Netanyahu promised that Israel would respond to the terror attack “forcefully” and would see that the perpetrators are brought to justice.
“The attempts to hurt us do not stop for a moment. The Shin Bet security service and the IDF have thwarted dozens of terror attacks since the start of the year, and more than 200 since the start of 2014,” Netanyahu said during a press conference with the Italian foreign minister.

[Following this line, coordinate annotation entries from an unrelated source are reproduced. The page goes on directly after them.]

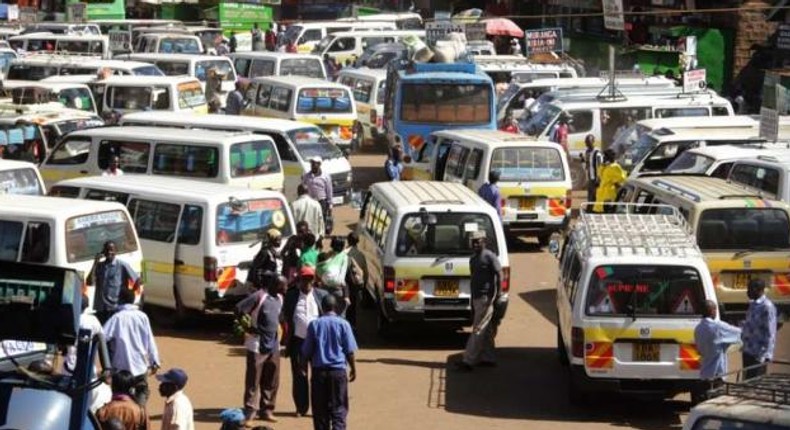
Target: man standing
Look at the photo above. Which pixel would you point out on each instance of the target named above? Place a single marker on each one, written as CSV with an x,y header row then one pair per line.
x,y
490,192
115,167
592,158
302,306
329,348
319,186
111,276
307,209
486,274
267,260
178,413
712,338
122,405
759,331
234,103
393,166
132,345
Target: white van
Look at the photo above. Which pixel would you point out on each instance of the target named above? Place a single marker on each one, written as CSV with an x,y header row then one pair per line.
x,y
631,290
196,66
194,235
368,88
240,159
769,173
261,64
91,45
328,105
65,233
415,236
306,35
349,45
297,142
159,93
169,43
20,177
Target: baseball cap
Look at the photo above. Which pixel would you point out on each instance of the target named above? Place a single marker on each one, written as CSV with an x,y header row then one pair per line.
x,y
307,271
174,376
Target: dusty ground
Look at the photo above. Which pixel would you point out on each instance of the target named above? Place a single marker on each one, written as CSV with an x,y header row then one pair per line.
x,y
407,383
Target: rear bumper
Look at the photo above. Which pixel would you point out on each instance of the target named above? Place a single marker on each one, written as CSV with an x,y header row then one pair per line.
x,y
652,387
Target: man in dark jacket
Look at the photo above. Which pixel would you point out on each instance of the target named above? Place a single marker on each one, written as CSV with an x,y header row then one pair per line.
x,y
301,306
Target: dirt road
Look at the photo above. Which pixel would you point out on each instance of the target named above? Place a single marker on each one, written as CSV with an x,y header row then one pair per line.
x,y
407,382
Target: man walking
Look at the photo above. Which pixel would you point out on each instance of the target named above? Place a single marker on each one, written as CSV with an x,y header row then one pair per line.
x,y
592,158
132,345
319,186
393,166
111,275
329,348
486,274
307,209
759,331
490,192
122,406
712,338
301,307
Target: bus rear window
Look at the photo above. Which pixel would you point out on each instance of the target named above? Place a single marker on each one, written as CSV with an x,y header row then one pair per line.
x,y
645,290
86,234
446,103
743,229
244,220
253,158
324,100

Malachi Moshe Rosenfeld, 25, died of his wounds in the attack on Tuesday, and three more were in moderate condition, hours after a drive-by shooting by a Palestinian assailant near the West Bank settlement of Shvut Rachel, north of Ramallah.
Rosenfeld was sitting in the passenger’s seat and according to another of the victims, Yair Hooper, sustained injuries to his torso and lower body.
The other two injured men were sent to Hadassah Hospital, Ein Kerem, for treatment. One was set to undergo surgery Tuesday morning, and the second was to be transferred to the surgical ward later in the day.
The four, all of whom live in the West Bank Settlement of Kochav Hashahar, had been driving near Route 60, the main north-south artery running through the West Bank, when they were attacked.